So the poll question on CNBC right now is what is driving the current market turmoil? Man or Machine?
I listen to all the experts and I must say I don't agree on what should be the take-home points from the debacle. A lot of them point to high-frequency trading or automated computer based trading. The question is: at 2:15 on Tuesday, were the computers linked-in to the Fed’s statement? I don’t think so.
It is about sentiment and the feedback from the market reaction. Such a feedback spiral can feed on itself in the way that panic does.
Carter Worth yesterday said it best. Trends are broken in a way that not even Technical Analysts can decipher. I would add, they are broken in a way that not even computer based algorithms can decipher.
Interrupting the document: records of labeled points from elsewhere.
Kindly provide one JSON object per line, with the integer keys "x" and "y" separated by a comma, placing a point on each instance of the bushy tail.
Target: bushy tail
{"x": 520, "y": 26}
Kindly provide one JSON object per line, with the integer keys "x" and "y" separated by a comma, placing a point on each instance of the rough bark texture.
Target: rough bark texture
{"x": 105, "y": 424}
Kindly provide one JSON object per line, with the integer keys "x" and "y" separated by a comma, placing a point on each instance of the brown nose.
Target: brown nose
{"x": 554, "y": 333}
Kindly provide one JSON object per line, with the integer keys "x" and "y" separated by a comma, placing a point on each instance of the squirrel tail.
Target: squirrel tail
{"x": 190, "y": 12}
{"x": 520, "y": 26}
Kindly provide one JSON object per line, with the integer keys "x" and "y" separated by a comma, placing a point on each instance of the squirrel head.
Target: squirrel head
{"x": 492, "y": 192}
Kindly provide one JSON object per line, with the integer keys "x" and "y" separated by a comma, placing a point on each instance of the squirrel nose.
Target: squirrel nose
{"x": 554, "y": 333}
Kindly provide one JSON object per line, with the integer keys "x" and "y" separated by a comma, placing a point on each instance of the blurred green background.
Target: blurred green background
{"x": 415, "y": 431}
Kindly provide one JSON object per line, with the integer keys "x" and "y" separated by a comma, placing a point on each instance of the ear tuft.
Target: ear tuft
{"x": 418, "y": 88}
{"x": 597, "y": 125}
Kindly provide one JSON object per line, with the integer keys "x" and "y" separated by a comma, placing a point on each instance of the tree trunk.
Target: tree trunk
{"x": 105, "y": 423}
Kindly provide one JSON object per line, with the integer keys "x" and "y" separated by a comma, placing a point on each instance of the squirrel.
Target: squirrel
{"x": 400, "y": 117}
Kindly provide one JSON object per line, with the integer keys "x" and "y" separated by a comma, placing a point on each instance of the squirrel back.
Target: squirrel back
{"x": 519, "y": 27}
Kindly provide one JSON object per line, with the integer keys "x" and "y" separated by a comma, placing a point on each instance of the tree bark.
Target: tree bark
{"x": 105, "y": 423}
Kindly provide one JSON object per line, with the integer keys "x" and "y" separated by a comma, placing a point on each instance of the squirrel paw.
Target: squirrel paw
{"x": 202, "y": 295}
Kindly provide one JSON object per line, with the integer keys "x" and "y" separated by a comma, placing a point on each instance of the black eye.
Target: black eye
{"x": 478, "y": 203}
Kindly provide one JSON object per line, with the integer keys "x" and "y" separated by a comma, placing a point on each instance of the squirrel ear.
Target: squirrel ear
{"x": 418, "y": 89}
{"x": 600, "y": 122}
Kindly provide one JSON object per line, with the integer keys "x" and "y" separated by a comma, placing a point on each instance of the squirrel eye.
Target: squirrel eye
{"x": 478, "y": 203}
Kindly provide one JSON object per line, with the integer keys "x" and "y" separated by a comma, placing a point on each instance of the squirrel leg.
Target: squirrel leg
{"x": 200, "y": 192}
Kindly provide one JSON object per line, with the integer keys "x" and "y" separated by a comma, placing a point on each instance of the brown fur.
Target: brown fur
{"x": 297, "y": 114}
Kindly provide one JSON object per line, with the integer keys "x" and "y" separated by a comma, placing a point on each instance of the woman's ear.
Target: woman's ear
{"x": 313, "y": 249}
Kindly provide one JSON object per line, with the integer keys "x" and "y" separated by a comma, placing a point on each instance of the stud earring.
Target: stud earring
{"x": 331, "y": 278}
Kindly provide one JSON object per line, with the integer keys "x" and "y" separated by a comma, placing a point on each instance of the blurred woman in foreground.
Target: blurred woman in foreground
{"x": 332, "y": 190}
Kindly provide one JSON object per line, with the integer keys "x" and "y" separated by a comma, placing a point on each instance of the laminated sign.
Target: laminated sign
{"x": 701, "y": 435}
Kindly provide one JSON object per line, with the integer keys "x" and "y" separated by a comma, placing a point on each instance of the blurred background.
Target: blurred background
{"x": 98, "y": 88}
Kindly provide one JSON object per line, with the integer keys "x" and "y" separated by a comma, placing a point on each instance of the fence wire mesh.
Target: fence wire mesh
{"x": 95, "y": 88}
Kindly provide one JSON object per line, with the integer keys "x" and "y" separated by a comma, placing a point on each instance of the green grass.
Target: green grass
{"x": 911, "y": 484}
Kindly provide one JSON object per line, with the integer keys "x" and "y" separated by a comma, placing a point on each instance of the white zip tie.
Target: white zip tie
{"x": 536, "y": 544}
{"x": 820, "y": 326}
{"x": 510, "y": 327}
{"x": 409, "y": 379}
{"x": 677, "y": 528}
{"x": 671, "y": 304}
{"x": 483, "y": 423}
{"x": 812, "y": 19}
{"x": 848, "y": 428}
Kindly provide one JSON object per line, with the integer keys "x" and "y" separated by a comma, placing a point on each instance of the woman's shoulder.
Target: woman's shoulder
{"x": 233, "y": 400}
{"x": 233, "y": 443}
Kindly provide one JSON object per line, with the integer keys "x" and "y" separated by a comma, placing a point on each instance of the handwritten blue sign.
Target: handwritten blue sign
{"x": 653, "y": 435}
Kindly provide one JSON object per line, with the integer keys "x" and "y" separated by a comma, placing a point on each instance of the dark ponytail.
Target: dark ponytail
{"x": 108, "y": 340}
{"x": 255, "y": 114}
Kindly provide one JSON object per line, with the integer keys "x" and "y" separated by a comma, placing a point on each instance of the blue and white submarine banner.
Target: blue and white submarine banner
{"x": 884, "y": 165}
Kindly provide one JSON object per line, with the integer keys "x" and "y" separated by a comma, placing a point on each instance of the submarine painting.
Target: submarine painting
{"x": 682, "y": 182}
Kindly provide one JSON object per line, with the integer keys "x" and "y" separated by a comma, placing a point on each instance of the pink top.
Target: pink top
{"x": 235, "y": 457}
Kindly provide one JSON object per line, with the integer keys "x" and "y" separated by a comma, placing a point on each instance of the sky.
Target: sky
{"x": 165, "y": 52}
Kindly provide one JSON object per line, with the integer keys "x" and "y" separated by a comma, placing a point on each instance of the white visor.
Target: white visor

And I would phrase this “broken trend theory” a little different than Carter did. To me, there are two kinds of “lessons” that an investor can develop from the current situation:
One, there are trends which everybody seems to know but somehow do not act on.
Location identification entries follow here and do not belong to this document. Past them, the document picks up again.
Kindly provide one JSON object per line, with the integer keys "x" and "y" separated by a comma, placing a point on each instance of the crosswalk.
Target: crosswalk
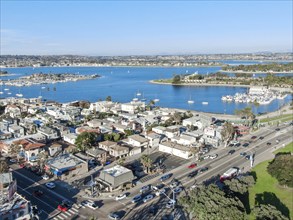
{"x": 73, "y": 211}
{"x": 149, "y": 177}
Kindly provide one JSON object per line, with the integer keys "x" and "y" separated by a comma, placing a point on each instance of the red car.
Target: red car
{"x": 193, "y": 165}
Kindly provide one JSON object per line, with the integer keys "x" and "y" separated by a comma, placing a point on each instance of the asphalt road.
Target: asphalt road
{"x": 28, "y": 182}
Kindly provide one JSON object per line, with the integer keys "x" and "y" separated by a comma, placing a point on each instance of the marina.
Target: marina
{"x": 260, "y": 95}
{"x": 123, "y": 87}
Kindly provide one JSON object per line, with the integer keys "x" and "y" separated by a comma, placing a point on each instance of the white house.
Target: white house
{"x": 133, "y": 106}
{"x": 137, "y": 141}
{"x": 154, "y": 139}
{"x": 175, "y": 149}
{"x": 70, "y": 138}
{"x": 159, "y": 129}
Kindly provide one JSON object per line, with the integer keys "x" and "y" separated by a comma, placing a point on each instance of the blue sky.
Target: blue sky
{"x": 145, "y": 27}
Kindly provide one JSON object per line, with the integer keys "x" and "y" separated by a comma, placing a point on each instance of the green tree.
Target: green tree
{"x": 85, "y": 140}
{"x": 281, "y": 168}
{"x": 4, "y": 168}
{"x": 176, "y": 79}
{"x": 268, "y": 212}
{"x": 227, "y": 132}
{"x": 209, "y": 202}
{"x": 146, "y": 161}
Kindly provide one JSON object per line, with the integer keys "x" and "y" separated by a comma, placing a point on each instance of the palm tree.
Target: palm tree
{"x": 85, "y": 140}
{"x": 146, "y": 161}
{"x": 227, "y": 132}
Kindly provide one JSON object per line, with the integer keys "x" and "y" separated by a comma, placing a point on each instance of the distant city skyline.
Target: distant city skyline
{"x": 99, "y": 28}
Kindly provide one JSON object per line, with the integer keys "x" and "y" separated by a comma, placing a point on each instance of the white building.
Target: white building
{"x": 176, "y": 149}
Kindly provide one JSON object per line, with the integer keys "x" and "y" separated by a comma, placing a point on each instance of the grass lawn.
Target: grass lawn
{"x": 266, "y": 183}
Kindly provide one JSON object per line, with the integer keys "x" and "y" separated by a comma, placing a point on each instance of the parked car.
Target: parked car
{"x": 38, "y": 193}
{"x": 64, "y": 206}
{"x": 247, "y": 157}
{"x": 92, "y": 205}
{"x": 158, "y": 186}
{"x": 136, "y": 198}
{"x": 213, "y": 156}
{"x": 12, "y": 160}
{"x": 231, "y": 152}
{"x": 148, "y": 198}
{"x": 206, "y": 157}
{"x": 160, "y": 192}
{"x": 193, "y": 165}
{"x": 171, "y": 203}
{"x": 21, "y": 165}
{"x": 153, "y": 210}
{"x": 113, "y": 216}
{"x": 120, "y": 197}
{"x": 45, "y": 177}
{"x": 192, "y": 174}
{"x": 177, "y": 190}
{"x": 243, "y": 154}
{"x": 174, "y": 184}
{"x": 50, "y": 185}
{"x": 204, "y": 169}
{"x": 165, "y": 177}
{"x": 144, "y": 188}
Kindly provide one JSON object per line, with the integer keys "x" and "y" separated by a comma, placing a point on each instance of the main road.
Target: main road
{"x": 29, "y": 182}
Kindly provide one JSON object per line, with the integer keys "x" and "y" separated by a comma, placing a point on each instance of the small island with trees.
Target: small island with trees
{"x": 261, "y": 68}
And two, there are people's emotions which tend to overvalue or undervalue stocks when the trends are finally recognized…
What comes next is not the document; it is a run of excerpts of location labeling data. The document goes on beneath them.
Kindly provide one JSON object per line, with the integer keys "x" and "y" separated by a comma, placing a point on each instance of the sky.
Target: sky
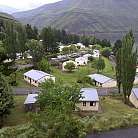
{"x": 25, "y": 4}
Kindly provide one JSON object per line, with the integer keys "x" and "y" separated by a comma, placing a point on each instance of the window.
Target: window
{"x": 84, "y": 103}
{"x": 92, "y": 103}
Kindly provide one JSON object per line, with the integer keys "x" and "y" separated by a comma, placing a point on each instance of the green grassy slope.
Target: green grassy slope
{"x": 77, "y": 16}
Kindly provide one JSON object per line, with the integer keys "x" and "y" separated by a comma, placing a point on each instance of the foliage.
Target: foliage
{"x": 128, "y": 64}
{"x": 32, "y": 33}
{"x": 117, "y": 52}
{"x": 44, "y": 65}
{"x": 6, "y": 99}
{"x": 70, "y": 66}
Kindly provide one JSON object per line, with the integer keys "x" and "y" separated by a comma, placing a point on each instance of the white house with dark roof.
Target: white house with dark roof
{"x": 87, "y": 56}
{"x": 134, "y": 97}
{"x": 89, "y": 100}
{"x": 66, "y": 62}
{"x": 36, "y": 77}
{"x": 81, "y": 61}
{"x": 30, "y": 102}
{"x": 102, "y": 80}
{"x": 96, "y": 53}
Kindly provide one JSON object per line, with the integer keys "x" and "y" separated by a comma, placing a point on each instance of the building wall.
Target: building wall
{"x": 111, "y": 83}
{"x": 88, "y": 107}
{"x": 133, "y": 99}
{"x": 36, "y": 83}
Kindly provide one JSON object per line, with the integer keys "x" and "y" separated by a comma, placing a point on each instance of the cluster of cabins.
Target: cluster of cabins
{"x": 89, "y": 100}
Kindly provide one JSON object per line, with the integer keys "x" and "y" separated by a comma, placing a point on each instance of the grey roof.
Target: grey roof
{"x": 100, "y": 78}
{"x": 89, "y": 94}
{"x": 135, "y": 91}
{"x": 31, "y": 98}
{"x": 36, "y": 74}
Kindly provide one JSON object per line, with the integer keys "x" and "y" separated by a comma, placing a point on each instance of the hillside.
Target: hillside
{"x": 7, "y": 9}
{"x": 6, "y": 16}
{"x": 104, "y": 18}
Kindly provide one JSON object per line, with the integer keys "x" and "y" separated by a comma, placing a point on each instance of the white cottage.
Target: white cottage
{"x": 65, "y": 63}
{"x": 87, "y": 56}
{"x": 80, "y": 45}
{"x": 89, "y": 100}
{"x": 30, "y": 102}
{"x": 96, "y": 53}
{"x": 81, "y": 61}
{"x": 36, "y": 77}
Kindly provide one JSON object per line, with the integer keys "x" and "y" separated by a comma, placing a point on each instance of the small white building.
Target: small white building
{"x": 81, "y": 61}
{"x": 80, "y": 45}
{"x": 30, "y": 102}
{"x": 87, "y": 56}
{"x": 89, "y": 100}
{"x": 134, "y": 97}
{"x": 61, "y": 48}
{"x": 36, "y": 77}
{"x": 65, "y": 63}
{"x": 96, "y": 53}
{"x": 101, "y": 80}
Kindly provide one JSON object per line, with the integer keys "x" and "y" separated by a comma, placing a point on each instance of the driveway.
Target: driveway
{"x": 121, "y": 133}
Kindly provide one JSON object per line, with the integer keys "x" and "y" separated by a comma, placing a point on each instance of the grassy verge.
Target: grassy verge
{"x": 17, "y": 116}
{"x": 115, "y": 114}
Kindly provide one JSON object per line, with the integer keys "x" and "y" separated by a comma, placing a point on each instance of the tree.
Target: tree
{"x": 70, "y": 66}
{"x": 100, "y": 64}
{"x": 58, "y": 121}
{"x": 44, "y": 65}
{"x": 106, "y": 52}
{"x": 128, "y": 65}
{"x": 6, "y": 99}
{"x": 66, "y": 50}
{"x": 117, "y": 53}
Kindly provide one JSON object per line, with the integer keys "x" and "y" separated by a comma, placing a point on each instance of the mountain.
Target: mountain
{"x": 7, "y": 9}
{"x": 103, "y": 18}
{"x": 6, "y": 16}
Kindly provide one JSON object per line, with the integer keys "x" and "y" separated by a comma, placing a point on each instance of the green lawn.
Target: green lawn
{"x": 17, "y": 116}
{"x": 115, "y": 114}
{"x": 71, "y": 78}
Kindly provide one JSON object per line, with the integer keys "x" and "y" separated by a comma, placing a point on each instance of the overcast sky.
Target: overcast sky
{"x": 25, "y": 4}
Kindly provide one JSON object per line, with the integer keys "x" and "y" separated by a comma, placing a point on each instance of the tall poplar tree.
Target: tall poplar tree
{"x": 128, "y": 65}
{"x": 117, "y": 51}
{"x": 6, "y": 99}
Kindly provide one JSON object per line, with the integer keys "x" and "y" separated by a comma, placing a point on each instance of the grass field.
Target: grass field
{"x": 115, "y": 114}
{"x": 71, "y": 78}
{"x": 17, "y": 116}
Ideally the financial industry should be honing this understanding of the market with every new experience. If this knowledge is not further explored by financials and end up learning the wrong lessons, like it is solely due to automated trading, then these firms will forever be doomed to mediocrity. It is a very healthy sign we are seeing from the upper managements’ approaches, however, we are now witnessing more of feedback focused leaders.
After Note: I wonder if when looking back to the past week, we describe it as a Flash Dash or a Flash Dash to Stash Cash?! (Reference to my July 18th post)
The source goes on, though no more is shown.